Normally developing teenagers veer from egoistic to altruistic, from cynical to whimsical and from wily to utterly sincere. It’s rare for teenagers to be entirely honest with their parents about the details of their weekend plans, but very few of them grow up to become con artists.

While we might worry that an unpleasant version of our teenager foreshadows a final form, decades ago the psychologist Anna Freud observed that “an adult structure of personality takes a long time to emerge” and that a typical teenager “does not cease to experiment and is in no hurry to close down on possibilities.”

In the day-to-day of raising young people we are proud to share with the world, it can be helpful to remember that teenagers tend to live both up, and down, to our expectations. Should a long view come in handy, reflect on your own experience. Most adults grow and change quite a bit after age 18. We did, and our teenagers will, too.
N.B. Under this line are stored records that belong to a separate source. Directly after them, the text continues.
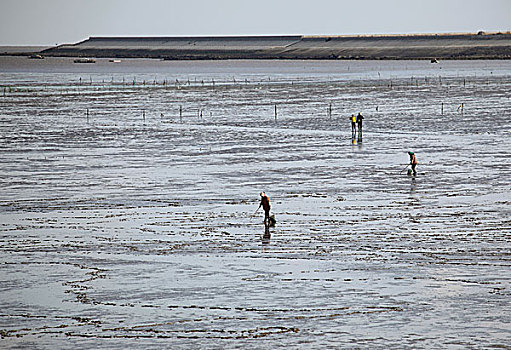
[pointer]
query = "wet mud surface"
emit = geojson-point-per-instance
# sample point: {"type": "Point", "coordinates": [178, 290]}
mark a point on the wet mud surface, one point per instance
{"type": "Point", "coordinates": [133, 226]}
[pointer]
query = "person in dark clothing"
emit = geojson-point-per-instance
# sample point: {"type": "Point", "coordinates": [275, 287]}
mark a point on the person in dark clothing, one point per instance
{"type": "Point", "coordinates": [265, 203]}
{"type": "Point", "coordinates": [353, 125]}
{"type": "Point", "coordinates": [359, 124]}
{"type": "Point", "coordinates": [413, 161]}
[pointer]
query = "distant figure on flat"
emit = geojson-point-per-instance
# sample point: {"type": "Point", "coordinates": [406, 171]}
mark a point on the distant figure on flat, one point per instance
{"type": "Point", "coordinates": [353, 126]}
{"type": "Point", "coordinates": [413, 161]}
{"type": "Point", "coordinates": [359, 124]}
{"type": "Point", "coordinates": [265, 203]}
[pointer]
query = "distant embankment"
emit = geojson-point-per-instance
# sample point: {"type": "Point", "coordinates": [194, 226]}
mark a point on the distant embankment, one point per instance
{"type": "Point", "coordinates": [441, 46]}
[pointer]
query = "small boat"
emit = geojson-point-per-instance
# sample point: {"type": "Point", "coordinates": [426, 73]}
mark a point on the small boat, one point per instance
{"type": "Point", "coordinates": [84, 60]}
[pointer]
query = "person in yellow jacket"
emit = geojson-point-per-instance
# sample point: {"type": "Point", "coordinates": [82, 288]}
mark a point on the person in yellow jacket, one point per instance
{"type": "Point", "coordinates": [353, 125]}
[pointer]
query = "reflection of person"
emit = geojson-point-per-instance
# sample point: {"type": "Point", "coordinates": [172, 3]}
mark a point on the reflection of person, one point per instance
{"type": "Point", "coordinates": [413, 161]}
{"type": "Point", "coordinates": [353, 125]}
{"type": "Point", "coordinates": [267, 234]}
{"type": "Point", "coordinates": [359, 123]}
{"type": "Point", "coordinates": [265, 203]}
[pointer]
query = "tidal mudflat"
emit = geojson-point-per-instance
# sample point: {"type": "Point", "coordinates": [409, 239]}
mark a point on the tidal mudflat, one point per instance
{"type": "Point", "coordinates": [127, 194]}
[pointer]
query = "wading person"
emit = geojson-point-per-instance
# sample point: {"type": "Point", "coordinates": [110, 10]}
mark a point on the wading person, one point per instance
{"type": "Point", "coordinates": [353, 126]}
{"type": "Point", "coordinates": [265, 203]}
{"type": "Point", "coordinates": [359, 124]}
{"type": "Point", "coordinates": [413, 162]}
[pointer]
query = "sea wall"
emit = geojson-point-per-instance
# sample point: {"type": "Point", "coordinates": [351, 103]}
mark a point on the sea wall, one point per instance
{"type": "Point", "coordinates": [441, 46]}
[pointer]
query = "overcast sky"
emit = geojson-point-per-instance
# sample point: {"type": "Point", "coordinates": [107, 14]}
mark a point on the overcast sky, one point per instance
{"type": "Point", "coordinates": [50, 22]}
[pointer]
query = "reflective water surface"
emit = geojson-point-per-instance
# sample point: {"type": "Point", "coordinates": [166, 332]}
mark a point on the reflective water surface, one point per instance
{"type": "Point", "coordinates": [128, 192]}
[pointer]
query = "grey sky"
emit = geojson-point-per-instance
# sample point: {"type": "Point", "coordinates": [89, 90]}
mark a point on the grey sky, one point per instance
{"type": "Point", "coordinates": [48, 22]}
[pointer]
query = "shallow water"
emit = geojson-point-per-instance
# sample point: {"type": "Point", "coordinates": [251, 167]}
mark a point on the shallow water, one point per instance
{"type": "Point", "coordinates": [134, 226]}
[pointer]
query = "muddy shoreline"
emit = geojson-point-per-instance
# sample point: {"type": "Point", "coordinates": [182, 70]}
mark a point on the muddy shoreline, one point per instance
{"type": "Point", "coordinates": [128, 191]}
{"type": "Point", "coordinates": [383, 47]}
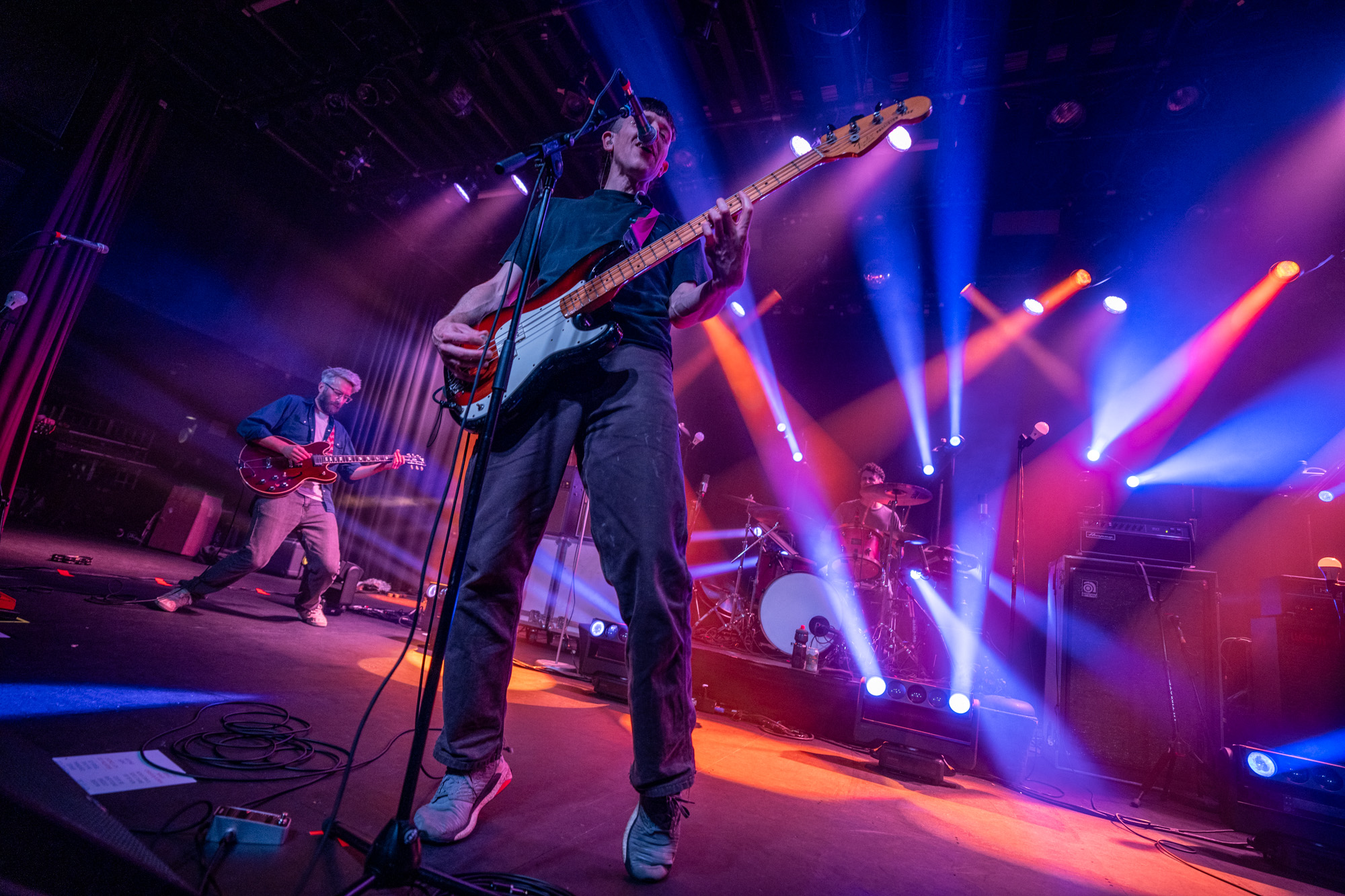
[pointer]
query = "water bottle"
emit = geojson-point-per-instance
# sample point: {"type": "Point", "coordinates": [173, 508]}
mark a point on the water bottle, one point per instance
{"type": "Point", "coordinates": [801, 649]}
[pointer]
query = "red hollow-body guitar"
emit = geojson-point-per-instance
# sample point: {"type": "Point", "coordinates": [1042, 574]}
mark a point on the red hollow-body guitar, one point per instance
{"type": "Point", "coordinates": [556, 330]}
{"type": "Point", "coordinates": [272, 474]}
The vicissitudes of adolescence are hardly a secret, and yet parents can still feel caught off guard when their 13-year-old acts like a teenager. As one of my dearest colleagues says, “Everyone talks about adolescence, but nobody believes it.” And who wants to believe that our warm and friendly child will become an often aloof or inscrutable teenager?

But if we do believe it, then we can take the next step, which is to embrace it. Indeed, the sometimes unwelcome transformations that come with adolescence almost always signal that things are going just as they should.